Beim Recycling möchten wir eine sortenreine Trennung und Aufbereitung unterschiedlicher Kunststoffe erreichen, um das „Bottle to Bottle“-Prinzip zu ermöglichen, bei dem aus einer gebrauchten Flasche wieder eine neue wird.

Alpla will das Engagement am Recycling-Markt verstärken und die betreffenden Kapazitäten ausbauen. © Alpla

Kunststoffe sind in vielen Bereichen die beste Materialalternative, haben aber mit einem schlechten Ruf zu kämpfen, grade was Recycling und Nachhaltigkeit angeht. Was kann man Ihrer Meinung nach dagegen tun? Wie lassen sich die positiven Aspekte des Kunststoffs besser in den öffentlichen Diskurs einbringen?
Die Bilder von verschmutzten Stränden und Müllinseln im Meer emotionalisieren stark. Sie lassen einen einseitig auf das Thema Kunststoff schauen. So werden aber Entscheidungen getroffen, die oft nicht im Sinne der Umwelt sind und eher an Aktionismus erinnern. Wir wollen über Fakten diskutieren, nicht über Einstellungen.

Was jedoch oft nicht bekannt ist: Ein Großteil des Plastikmülls in Ozeanen gelangt über zehn Flüsse dorthin. Diese fließen alle in Afrika und Asien, so das Leipziger Helmholtz-Institut. Wenn es gelingt, in Entwicklungs- und Schwellenländern Sammelsysteme aufzubauen, werden viele der schockierenden Bilder gar nicht mehr entstehen. Oder ein anderes Beispiel: Die Plastiktüte wurde aus den Supermärkten weitgehend entfernt. Papiertüten sind jedoch kein umweltfreundlicher Ersatz. Sie müssten rund 4-mal so oft genutzt werden wie eine Plastiktüte aus Recyclingmaterial. Bei Baumwolltaschen ist es noch extremer. Sie müsste über 200-mal wiederverwendet werden, um mit einer nur einmal verwendeten Plastiktüte gleichzuziehen.

Viele Verbände legen ihren Fokus auf Recycling. Das ist auch gut so.
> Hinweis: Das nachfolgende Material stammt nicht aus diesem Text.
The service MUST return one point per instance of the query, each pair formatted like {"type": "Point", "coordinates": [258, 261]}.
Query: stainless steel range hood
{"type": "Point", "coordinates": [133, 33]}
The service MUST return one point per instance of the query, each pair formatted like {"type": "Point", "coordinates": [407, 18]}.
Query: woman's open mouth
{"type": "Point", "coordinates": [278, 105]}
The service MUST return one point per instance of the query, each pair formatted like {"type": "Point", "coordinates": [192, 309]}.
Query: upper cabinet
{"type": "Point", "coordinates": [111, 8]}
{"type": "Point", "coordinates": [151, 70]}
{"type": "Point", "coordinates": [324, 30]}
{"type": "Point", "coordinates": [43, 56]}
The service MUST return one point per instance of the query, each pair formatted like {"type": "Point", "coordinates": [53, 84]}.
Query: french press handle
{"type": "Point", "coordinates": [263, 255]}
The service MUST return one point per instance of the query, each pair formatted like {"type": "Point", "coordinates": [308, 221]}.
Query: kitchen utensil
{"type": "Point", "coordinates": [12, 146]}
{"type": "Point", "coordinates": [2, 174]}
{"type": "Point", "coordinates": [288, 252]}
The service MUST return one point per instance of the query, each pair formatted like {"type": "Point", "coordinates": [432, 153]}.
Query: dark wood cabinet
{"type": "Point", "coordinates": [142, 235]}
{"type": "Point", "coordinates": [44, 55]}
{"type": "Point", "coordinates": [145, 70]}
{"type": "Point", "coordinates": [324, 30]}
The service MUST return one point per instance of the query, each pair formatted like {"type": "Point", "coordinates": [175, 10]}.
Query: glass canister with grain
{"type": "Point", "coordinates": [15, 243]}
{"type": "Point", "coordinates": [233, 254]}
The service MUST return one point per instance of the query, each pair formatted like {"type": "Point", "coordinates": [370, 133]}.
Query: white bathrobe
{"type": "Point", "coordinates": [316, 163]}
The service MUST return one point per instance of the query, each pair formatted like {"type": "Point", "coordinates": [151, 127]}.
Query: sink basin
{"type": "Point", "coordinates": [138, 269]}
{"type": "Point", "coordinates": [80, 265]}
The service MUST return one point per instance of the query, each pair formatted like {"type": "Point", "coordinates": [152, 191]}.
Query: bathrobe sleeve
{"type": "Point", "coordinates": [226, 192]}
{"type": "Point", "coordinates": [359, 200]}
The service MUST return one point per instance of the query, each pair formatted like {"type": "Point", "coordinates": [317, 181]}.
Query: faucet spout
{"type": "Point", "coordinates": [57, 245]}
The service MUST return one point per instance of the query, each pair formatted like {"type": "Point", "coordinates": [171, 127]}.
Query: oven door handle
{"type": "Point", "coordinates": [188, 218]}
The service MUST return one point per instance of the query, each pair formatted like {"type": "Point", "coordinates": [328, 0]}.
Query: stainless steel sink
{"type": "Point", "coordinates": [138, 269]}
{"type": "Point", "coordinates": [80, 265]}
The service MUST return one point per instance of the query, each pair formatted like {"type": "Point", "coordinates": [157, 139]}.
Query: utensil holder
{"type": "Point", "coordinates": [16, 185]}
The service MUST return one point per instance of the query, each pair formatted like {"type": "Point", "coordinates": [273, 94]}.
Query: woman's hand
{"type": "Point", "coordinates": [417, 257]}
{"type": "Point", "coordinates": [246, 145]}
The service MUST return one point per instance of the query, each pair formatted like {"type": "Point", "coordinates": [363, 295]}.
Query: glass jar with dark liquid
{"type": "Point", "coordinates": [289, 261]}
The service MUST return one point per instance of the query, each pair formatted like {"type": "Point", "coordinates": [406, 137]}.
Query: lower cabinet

Ich will jedoch den Fokus auch wieder auf den Nutzen von Kunststoffen lenken. Darüber schreiben und sprechen meiner Meinung nach zu wenige. Für meinen Großvater war Kunststoff ein fantastisches Material. Auf einmal konnte man Formen freier wählen, Produkte kostengünstig verpacken und Kosten sparen. Heute getraut man sich das Motto „plastic is fantastic“ gar nicht mehr auszusprechen. Ich glaube daran. Wir wollen unsere Leitidee „plastic is fantastic“ nach vorne bringen: Kunststoffe sind nicht ein Problem, sondern in vielen Bereichen die Lösung. Außerdem wollen wir mit Verbrauchertipps und Produktinfos auf unserer Website z. B. über foodwaste aufklären.

Alpla ist derzeit in 45 Ländern auf vier Kontinenten vertreten, was sind die größten Unterschiede in der Wahrnehmung von Kunststoff?
Es existieren tatsächlich teils beträchtliche Unterschiede in der Wahrnehmung und Einstellung zu Kunststoff. Einflussfaktoren können hier beispielsweise die aktuelle Versorgungssituation (z. B. mit Trinkwasser) in einzelnen Ländern oder auch eine vorhandene oder eben nicht vorhandene Sammel-Infrastruktur sein.

Aber ganz gleich ob die Voraussetzungen unterschiedlich sind, was in allen Ländern ähnlich ist: Es gibt in der Bevölkerung nur sehr wenig Wissen über die zahlreichen Vorteile von Kunststoff: Sicherheit im Umgang, Kosteneffizienz und Nachhaltigkeit in Bezug auf die Ökobilanz. Vor allem auch im Vergleich zu konkurrierenden Werkstoffen.